Everything from family attractions and theme parks to the great outdoors awaits travelers, throughout New Hampshire. Rich in colonial legacy and artistic heritage, and boasting an unrivaled amount of wild space, New Hampshire is an ideal place for any vacation.
With its long history and colonial heritage, New Hampshire is home to an abundance of historic sites. These sites range from notable homes from the past to living history locations. The Robert Frost Farm State Historic Site in Derry preserves the home of the acclaimed poet whose writings are said to be the epitome of New England literature. Other sites include the Fort Constitution State Historic Site – famous for its spectacular views and colonial history – and Endicott Rock, where the names of colonial founders like John Endicott (former governor of the Massachusetts Bay Colony) are inscribed. It is considered by some to be the oldest public monument in New England! Historic societies throughout New Hampshire dedicate both time and resources to preserving countless other sites in the state. Whether stepping into the world of Native Americans, the home of a colonial governor, or a local historical society, encountering the spirit and the storied lives of the Americans who lived in New Hampshire is a timeless experience.

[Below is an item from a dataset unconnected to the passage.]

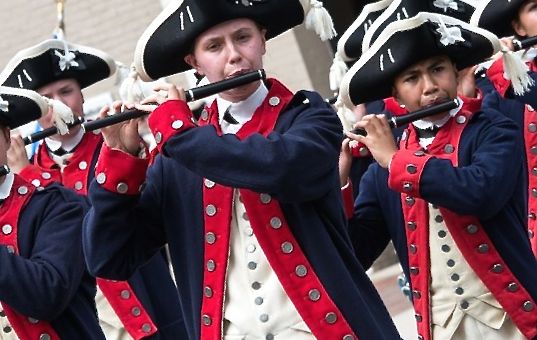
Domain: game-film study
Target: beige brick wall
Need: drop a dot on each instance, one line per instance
(115, 25)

Connecting with nature and exploring the outdoors is one of the best reasons to come to New Hampshire. There are 75 New Hampshire State Park properties that provide a variety of recreational opportunities for all ages and abilities. The park system includes beaches, campgrounds, historic sites, waysides, natural areas, a multitude of trails, and much more to explore. With 84% of the state covered in forest, more than 300 lakes and ponds, and numerous other habitats that are great for viewing wildlife, the nature enthusiast has countless options in New Hampshire. With a bit of luck and patience, the trekker or camper can hope to spot whales arcing over ocean waves, a deer poised by an apple tree, a bear snuffling the base of a tree for an edible morsel, or river otters cavorting in a mountain stream. Wildlife is one of New Hampshire's greatest natural resources. More than 300 species of vertebrates – fish, birds, mammals, reptiles, and amphibians – live in the state and an additional 120 species occur as migrants. The magic of seeing an animal in its natural habitat is not an uncommon experience when exploring the wilds of New Hampshire.
New Hampshire also has a thriving local music and arts scene. Here, emerging acts perform in small venues and plays are put on in historic theaters, such as the Verizon Wireless Arena, the Currier Museum of Art, the Capitol Center, and the Stone Church, all of which bring music, art, and theater from around the world to New Hampshire.
And New Hampshire was made for road trips. From coastal roads that overlook crashing surf, to mountain roadways that wind through the Northeast's highest peaks, to historic routes that follow early Native American trails, New Hampshire's roads are undeniably scenic. Come explore the highways and byways, and discover what's just up the road: the timeless villages and fascinating small cities, rolling farmlands and deep green forests, soaring mountains and sparkling rivers, lakes, and ponds. Along the way lie countless historic sites, including New Hampshire’s famed collection of covered bridges. At one time there were over 10,000 covered bridges in the United States, and today 54 of the remaining 750 are located in New Hampshire. Located throughout the state, each bridge is unique to its town and design. Because of their beauty and the history behind them, covered bridges became the first type of historic structures specifically protected by state law in New Hampshire.
Of course, this is all just the beginning of what New Hampshire has to offer the eager traveler. Whether its enjoying the great outdoors, exploring the state’s historical and cultural bounty, or cruising through the verdant countryside, the options in New Hampshire are endless!